According to the Oxford English Dictionary, the English language contains at least a quarter of a million words.
So what's one word worth?
In the case of "coup," the price tag could be up to $1.55 billion.
That's the amount of U.S. aid to Egypt, where President Mohammed Morsi was recently removed from power.
For Egypt — the focus of this month's Minnesota International Center's "Great Decisions" dialogue — whether Washington calls Morsi's downfall a coup isn't semantic, but seminal. That's because the Foreign Assistance Act states that no U.S. aid (besides democracy promotion) can go to "any country whose duly elected head of government is deposed by military coup d'etat" or where "the military plays a decisive role in a coup."

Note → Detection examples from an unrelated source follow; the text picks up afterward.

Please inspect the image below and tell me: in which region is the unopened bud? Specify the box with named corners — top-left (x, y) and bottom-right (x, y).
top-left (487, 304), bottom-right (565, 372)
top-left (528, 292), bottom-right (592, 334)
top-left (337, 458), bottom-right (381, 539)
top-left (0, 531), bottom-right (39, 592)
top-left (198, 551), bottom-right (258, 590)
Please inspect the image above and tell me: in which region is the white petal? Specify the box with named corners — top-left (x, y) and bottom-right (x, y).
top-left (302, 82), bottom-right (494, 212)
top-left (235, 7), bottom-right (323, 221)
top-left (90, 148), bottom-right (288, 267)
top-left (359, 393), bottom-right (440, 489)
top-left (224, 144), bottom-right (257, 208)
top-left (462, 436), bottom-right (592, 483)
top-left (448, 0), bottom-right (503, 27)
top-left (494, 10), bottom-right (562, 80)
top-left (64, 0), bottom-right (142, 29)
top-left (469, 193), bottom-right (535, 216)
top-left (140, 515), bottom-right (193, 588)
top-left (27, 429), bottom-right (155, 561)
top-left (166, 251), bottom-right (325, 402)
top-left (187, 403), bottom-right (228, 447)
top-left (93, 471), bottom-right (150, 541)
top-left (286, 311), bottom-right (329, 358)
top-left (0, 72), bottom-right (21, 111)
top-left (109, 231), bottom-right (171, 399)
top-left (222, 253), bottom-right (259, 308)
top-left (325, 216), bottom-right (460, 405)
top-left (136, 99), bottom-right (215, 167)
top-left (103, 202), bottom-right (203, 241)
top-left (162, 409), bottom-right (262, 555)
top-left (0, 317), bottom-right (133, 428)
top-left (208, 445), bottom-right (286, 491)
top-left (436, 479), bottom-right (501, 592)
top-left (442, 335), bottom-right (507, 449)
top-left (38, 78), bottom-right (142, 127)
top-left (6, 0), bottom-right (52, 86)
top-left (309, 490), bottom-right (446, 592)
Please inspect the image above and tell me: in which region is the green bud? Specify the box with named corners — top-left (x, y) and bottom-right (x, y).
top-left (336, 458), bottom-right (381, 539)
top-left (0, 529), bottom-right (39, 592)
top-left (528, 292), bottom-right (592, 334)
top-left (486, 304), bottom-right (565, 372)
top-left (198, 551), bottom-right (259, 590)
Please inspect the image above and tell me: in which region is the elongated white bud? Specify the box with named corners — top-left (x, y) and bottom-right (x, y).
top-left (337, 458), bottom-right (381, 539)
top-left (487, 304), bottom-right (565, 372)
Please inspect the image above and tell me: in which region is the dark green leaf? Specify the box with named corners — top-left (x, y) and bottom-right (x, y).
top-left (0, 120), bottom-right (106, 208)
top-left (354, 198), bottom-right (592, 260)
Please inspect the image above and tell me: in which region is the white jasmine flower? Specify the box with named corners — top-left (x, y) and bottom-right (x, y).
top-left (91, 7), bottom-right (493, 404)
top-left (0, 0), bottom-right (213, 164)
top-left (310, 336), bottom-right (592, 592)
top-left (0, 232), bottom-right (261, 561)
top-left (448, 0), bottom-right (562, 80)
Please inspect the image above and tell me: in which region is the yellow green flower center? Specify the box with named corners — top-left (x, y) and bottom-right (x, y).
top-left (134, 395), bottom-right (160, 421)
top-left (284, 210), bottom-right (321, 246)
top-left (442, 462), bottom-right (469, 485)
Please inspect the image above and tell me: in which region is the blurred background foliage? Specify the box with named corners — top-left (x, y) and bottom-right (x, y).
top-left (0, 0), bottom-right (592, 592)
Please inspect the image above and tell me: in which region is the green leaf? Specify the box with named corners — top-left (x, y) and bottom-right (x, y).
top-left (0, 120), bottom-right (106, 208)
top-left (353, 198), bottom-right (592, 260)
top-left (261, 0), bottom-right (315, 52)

There may be reasons the Obama administration has eschewed "coup" to describe Morsi's removal. The administration may agree with Egyptian Ambassador Mohamed Tawfik, who told Foreign Policy magazine that "it's not a coup because the military did not take power. The military did not initiate it. It was a popular uprising. The military stepped in order to avoid violence."
Of course, violence wasn't avoided, and some of it involved the military. Dozens of Morsi's supporters have been killed.
It seems more likely that President Obama is obfuscating on linguistics because he calculates that cutting off aid cuts off influence with the Egyptian military, which is more aligned with U.S. interests than is Morsi's Muslim Brotherhood.